The invincible. Photo: Juan Suarez

It’s because of my civic duty that I disagreed with the official political model and wrote down my thoughts and handed it to the PCC in my province, to the Party official who sees to the population. It was my duty to do so and even though I’m not an idiot to believe that this might actually do something, I’ve fulfilled my duty. When a commission paid me a visit from the province’s PCC, made up of an ideologist, the party’s political school director and a Doctor in Philosophy, a professor at Holguin University, I quickly caught onto their strategy. They wanted to convince me to focus on doing something else and to leave public affairs well alone.

They tried to intimidate me intellectually with the Doctor’s dissertation on super abstract topics within modern philosophy. I listened to them and I told them that it was true, I didn’t have the faintest clue about what they were talking to me about and I asked them a simple question: Will that help resolve the problems Cuba’s socialism currently has, which are “to fill the democratic void; to seek out a way for working people to have power without a dictatorship; and to manage to meet the needs of our economy without the fear of going back to a capitalist dictatorship?

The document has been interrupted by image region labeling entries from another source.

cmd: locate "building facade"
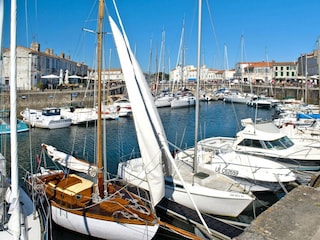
[2,43,88,90]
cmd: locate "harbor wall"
[0,86,124,115]
[0,83,320,116]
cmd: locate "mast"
[8,0,21,239]
[317,37,320,110]
[193,0,202,173]
[97,0,104,198]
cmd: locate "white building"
[2,43,88,90]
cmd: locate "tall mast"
[97,0,104,197]
[8,0,21,236]
[193,0,202,173]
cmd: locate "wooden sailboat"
[0,0,44,240]
[25,0,164,240]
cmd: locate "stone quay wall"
[0,84,320,117]
[0,86,124,117]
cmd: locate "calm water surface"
[0,101,273,240]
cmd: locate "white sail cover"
[109,16,165,205]
[42,144,98,177]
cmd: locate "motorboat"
[0,118,29,135]
[20,107,72,129]
[214,118,320,171]
[176,137,296,192]
[61,106,98,125]
[171,92,196,108]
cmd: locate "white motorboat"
[154,94,174,108]
[110,97,132,117]
[221,119,320,171]
[176,137,296,192]
[61,106,98,125]
[171,92,196,108]
[20,107,72,129]
[224,89,251,104]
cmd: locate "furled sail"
[41,144,98,177]
[109,17,165,205]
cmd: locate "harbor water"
[0,101,273,240]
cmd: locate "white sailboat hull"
[118,158,253,217]
[171,96,196,108]
[51,206,159,240]
[154,96,173,108]
[166,179,252,217]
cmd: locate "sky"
[3,0,320,73]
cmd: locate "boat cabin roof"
[42,108,61,116]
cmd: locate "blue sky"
[4,0,320,72]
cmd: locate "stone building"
[2,42,88,90]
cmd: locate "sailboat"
[116,0,255,217]
[24,0,164,240]
[0,0,44,240]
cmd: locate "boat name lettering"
[216,166,239,176]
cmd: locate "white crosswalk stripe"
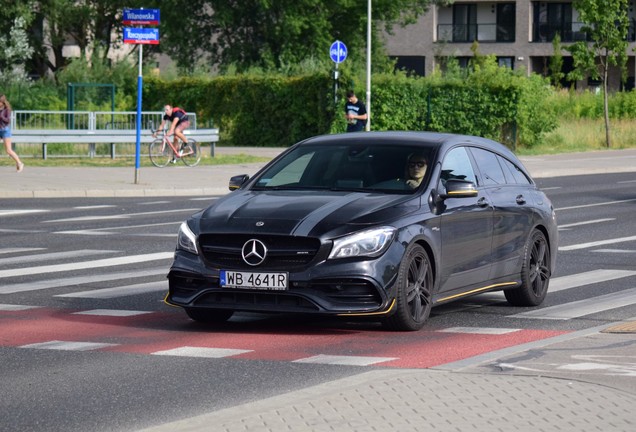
[292,354,398,366]
[20,340,117,351]
[55,280,168,299]
[152,346,252,358]
[509,288,636,320]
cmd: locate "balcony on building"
[437,3,516,43]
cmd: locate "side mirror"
[229,174,250,191]
[440,180,477,199]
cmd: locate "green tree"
[155,0,433,71]
[567,0,629,147]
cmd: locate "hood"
[199,191,420,237]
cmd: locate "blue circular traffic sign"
[329,41,347,64]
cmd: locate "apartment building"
[386,0,636,89]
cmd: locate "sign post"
[329,40,347,104]
[123,9,160,184]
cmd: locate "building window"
[391,56,426,76]
[497,3,516,42]
[532,2,585,42]
[453,4,477,42]
[497,57,515,69]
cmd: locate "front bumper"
[166,250,399,315]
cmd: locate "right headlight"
[329,226,395,259]
[177,222,199,255]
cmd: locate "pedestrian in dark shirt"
[345,90,369,132]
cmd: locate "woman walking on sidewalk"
[0,95,24,172]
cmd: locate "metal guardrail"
[11,110,219,159]
[11,110,197,132]
[12,129,219,159]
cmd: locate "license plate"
[221,270,288,291]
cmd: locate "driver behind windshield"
[404,153,427,189]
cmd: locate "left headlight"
[329,226,395,259]
[177,222,199,255]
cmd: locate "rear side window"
[441,147,477,183]
[470,148,506,186]
[499,157,532,184]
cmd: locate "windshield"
[252,143,431,193]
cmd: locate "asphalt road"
[0,173,636,431]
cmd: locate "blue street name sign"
[124,27,159,45]
[123,9,160,25]
[329,41,347,64]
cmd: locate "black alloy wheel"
[383,244,433,331]
[504,229,552,306]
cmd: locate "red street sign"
[123,9,160,25]
[124,27,159,45]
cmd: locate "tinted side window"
[499,157,532,184]
[470,148,506,186]
[441,147,476,182]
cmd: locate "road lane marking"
[0,304,40,312]
[44,208,201,223]
[559,236,636,251]
[438,327,521,335]
[559,218,616,229]
[72,309,152,317]
[0,267,168,294]
[554,198,636,211]
[151,346,253,358]
[507,288,636,321]
[0,249,120,265]
[0,210,50,217]
[0,248,46,254]
[292,354,399,366]
[548,269,636,292]
[0,252,174,278]
[53,280,168,299]
[18,340,117,351]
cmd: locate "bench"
[11,129,219,159]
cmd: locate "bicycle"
[148,129,201,168]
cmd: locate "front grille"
[199,234,320,271]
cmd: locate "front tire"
[383,244,434,331]
[504,230,552,306]
[181,138,201,166]
[148,139,172,168]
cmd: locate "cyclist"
[152,105,190,163]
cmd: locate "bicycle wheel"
[148,139,172,168]
[181,138,201,166]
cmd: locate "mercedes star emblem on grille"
[241,239,267,266]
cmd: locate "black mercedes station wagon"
[166,132,558,330]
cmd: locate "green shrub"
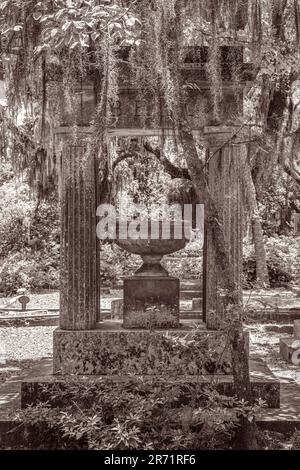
[12,376,258,450]
[243,236,300,288]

Their answer was no. So I told them that I concentrate on what our country urgently needs, not an abstract global theory, which is what the professor seemed to be dealing with.

Once they realized that I had my ideas clear about me, they told me quite frankly without beating around the bush, “that at the moment the government isn’t interested in revisionist ideas, because they intend to “try out” orthodox ideas once again in order to be successful; that maybe in 10 years or so my ideas would be most welcome, but not now.”

Of course I’m not going to wait 10 years so that a small group of Cuban citizens, who are just as Cuban as I am, tell me when I can defend what I believe in. If I were capable of doing that, then I would be skilled enough to stand alongside the orthodox system and live happily.

Cubans and foreigners who read and respect my criticisms of the system do so because I stick to our reality, without giving it unworthy praise. I don’t hate my ideological adversaries: whether they are capitalist or radical socialist fundamentalists. I respect them and I fight for them too, because they too have the right to have their own space in a new Cuba. I’m just another kind of socialist, who disagrees out of civic duty; and I only want to help, in my own humble way, to build a better Cuba which we all need.